As soon as I walked in my hotel room, I was greeted by rambunctious conversation, a thick cloud of hairspray, and makeup everywhere. It was as if my entire room had turned into a salon/Sephora combo in a manner of a few short hours.
“Hayley!” The girls said in unison. “We thought you had gotten cold feet,” my maid of honor, Heather squealed.
“No, girls, my feet are toasty warm,” I laughed, making the others chime in as well.
“Well, get your butt in the shower, we only have like three hours to get you ready!”
All of the occupants of my room we’re ecstatic and I couldn’t help but smile as I was literally pushed inside of the suites bathroom. Gregory had spared no expense for my room or the wedding. To say he was loaded was an understatement. I hadn’t wanted a huge wedding. In fact, I would have been happy with going down to the justice of the peace, but between my friends, and my mom, that was completely out of the question.
I turned the water on to my traditional lava temperature and steppe
d inside, immediately dunking my head under the stream. Hot water always had a way of bringing peace into my chaotic world.

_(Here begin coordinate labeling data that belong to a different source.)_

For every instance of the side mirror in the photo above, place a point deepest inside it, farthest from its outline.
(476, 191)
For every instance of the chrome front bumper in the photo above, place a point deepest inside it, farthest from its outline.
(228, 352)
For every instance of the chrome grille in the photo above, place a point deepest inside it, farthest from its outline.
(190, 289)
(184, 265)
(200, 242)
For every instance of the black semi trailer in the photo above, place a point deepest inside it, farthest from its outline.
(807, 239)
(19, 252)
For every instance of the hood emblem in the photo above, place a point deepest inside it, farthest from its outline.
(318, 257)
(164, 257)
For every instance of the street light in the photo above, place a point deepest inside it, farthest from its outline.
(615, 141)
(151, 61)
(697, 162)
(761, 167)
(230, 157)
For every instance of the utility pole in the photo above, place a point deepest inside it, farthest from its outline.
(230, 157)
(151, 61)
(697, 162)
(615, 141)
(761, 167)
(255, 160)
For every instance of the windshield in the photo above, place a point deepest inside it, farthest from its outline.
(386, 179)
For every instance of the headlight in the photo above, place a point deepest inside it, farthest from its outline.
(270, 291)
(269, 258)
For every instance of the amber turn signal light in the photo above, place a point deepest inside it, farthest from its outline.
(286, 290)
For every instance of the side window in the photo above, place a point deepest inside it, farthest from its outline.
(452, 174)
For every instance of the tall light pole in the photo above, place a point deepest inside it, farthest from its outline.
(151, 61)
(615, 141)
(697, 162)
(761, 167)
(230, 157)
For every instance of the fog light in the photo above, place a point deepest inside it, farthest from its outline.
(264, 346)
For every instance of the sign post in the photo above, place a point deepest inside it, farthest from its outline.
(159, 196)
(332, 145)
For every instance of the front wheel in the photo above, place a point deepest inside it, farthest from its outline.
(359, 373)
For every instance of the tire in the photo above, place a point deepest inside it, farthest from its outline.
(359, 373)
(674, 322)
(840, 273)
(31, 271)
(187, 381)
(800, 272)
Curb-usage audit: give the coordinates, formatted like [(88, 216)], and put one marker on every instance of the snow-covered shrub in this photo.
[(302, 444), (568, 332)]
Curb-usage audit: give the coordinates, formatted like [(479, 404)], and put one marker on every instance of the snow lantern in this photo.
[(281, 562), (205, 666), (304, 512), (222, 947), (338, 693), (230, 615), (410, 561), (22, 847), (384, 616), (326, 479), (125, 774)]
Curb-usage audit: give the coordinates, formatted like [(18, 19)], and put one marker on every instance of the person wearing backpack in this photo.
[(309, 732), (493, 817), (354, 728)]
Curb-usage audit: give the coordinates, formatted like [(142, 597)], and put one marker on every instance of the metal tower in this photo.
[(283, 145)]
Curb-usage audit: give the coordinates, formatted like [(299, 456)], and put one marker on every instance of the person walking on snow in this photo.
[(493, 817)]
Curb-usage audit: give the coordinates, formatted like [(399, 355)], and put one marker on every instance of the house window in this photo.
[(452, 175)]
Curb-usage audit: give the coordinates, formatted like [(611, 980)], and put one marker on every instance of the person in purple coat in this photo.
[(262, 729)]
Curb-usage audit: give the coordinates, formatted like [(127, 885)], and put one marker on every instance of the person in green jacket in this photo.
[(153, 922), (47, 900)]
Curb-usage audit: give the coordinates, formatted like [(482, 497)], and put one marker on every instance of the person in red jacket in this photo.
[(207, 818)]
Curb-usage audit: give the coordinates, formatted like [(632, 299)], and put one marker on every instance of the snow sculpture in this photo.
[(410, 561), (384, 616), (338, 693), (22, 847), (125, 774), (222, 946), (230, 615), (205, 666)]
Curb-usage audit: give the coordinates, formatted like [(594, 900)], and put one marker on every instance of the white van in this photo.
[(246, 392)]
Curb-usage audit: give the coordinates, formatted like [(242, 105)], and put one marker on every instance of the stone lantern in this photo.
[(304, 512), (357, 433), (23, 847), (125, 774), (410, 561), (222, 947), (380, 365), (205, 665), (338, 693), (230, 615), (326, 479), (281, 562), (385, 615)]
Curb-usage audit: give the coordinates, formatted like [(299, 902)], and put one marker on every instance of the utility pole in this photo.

As I washed, conditioned, and scrubbed, I thought about the past year and the completely different direction my life had taken. From meeting Greg, to the many many dates, to the proposal, and even to when I told him about my past. Every facet was so different than I could have ever imagined it would be when I made that toast with my friends.
Thinking about the night I told him gave me a shiver. He knew I didn’t like flashy and so his proposal, was him and I, on his couch, watching some cartoon with his two children on the floor in front of us. He turned to me, kissed me and in his hand was the velvet box.
“Hayley. In the past six months, I have learned the meaning of being in love. I thought my heart couldn’t grow anymore when my ex gave birth to my daughter, but when I held my new son in my hands a year later, I learned that it could grow, and it did. I thought that was it. It would be the three of us forever and I was content. And then you walked into my life, with your innocent eyes and your fiery spirit, and once again my heart grew, but this time it was a passionate a soul scorching love that you only find when you’ve met your true partner. Hayley Marie Johnson, will you make me the happiest man on the planet and be my wife?”
Just as I had on that day, the tears flowed from my eyes, and then I laughed, remembering what happened next and the look on his face.
“No,” I stammered to him, both children turning around looking at me with confused and hurt faces to match their fathers.
“No?” He repeated, clearly not expecting that.
“Oh, God, that’s not what I meant,” I screeched grabbing his hand. “Can we go somewhere else to talk?”